Village in North Yorkshire, England

Pickhill is a village in North Yorkshire, England, 6 mi west of Thirsk. It is a part of the civil parish of Pickhill with Roxby.

==History==
The Roman road, Dere Street, passed close to the village following the route of the modern A1(M) motorway.

The name Pickhill possibly derives from the Old English Picahalh meaning 'Pica's nook of land', or pīchalh meaning 'pointed hill nook of land'.

The village is mentioned in the Domesday Book as Picala. The manor at the time of the Norman invasion was split between Sprot and Thor. Afterwards it passed to Count Alan of Brittany. Up to the 16th century, the manor was largely owned by the Neville family, with some having been given to Fountains Abbey. Thereafter it was split in two and was the possession of the Byerley and Meynell families until the 18th century.

Pickhill with Roxby was a large ancient parish, which comprised the townships of Ainderby Quernhow, Holme, Howe, Pickhill with Roxby, Sinderby and Swainby with Allerthorpe.
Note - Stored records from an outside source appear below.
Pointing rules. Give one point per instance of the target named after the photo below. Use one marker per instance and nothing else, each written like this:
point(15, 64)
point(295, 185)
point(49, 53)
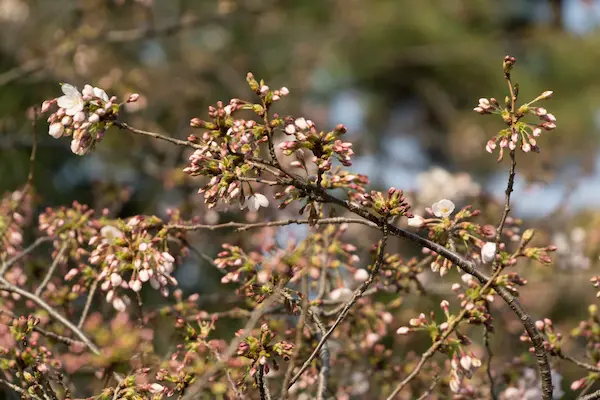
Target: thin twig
point(488, 367)
point(88, 304)
point(9, 287)
point(263, 387)
point(586, 389)
point(26, 188)
point(197, 387)
point(581, 364)
point(50, 272)
point(437, 344)
point(298, 341)
point(424, 396)
point(243, 227)
point(465, 265)
point(592, 396)
point(358, 293)
point(236, 391)
point(155, 135)
point(66, 340)
point(19, 390)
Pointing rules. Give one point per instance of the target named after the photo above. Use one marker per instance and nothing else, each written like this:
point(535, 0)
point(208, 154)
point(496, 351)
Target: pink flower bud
point(361, 275)
point(465, 362)
point(539, 324)
point(46, 105)
point(290, 129)
point(403, 330)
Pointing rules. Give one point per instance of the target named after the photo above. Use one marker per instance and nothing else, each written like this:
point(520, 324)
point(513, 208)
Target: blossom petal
point(69, 89)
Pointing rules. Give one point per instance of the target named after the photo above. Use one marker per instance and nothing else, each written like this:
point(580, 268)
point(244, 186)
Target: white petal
point(100, 94)
point(488, 251)
point(88, 90)
point(65, 101)
point(69, 90)
point(252, 204)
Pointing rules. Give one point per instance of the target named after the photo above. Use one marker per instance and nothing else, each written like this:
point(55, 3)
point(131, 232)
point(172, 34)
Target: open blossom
point(72, 101)
point(256, 201)
point(416, 221)
point(488, 252)
point(443, 208)
point(56, 130)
All these townships became separate civil parishes in 1866.

The village used to have a station in the North Eastern Railway region on the Ripon to Northallerton Line. The old Station House can be found on Cross Lane. It was functioning between March 1875 and September 1959.

On 22 September 2024 Out Together held "Out on the Farm", their first joint event at a farm in the area, which celebrated LGBTQ people in rural areas of North Yorkshire, and provided a safe space for them to meet.

=== Roxby ===
Roxby is a deserted medieval village about 2 mi west of the village, recorded in 1198. By the 20th century it was reduced to a single farmhouse, Roxby House. The farmhouse was demolished in 1994 to make way for the construction of the A1(M) motorway.

==Governance==

From 1974 to 2023 it was part of the Hambleton District, it is now administered by the unitary North Yorkshire Council.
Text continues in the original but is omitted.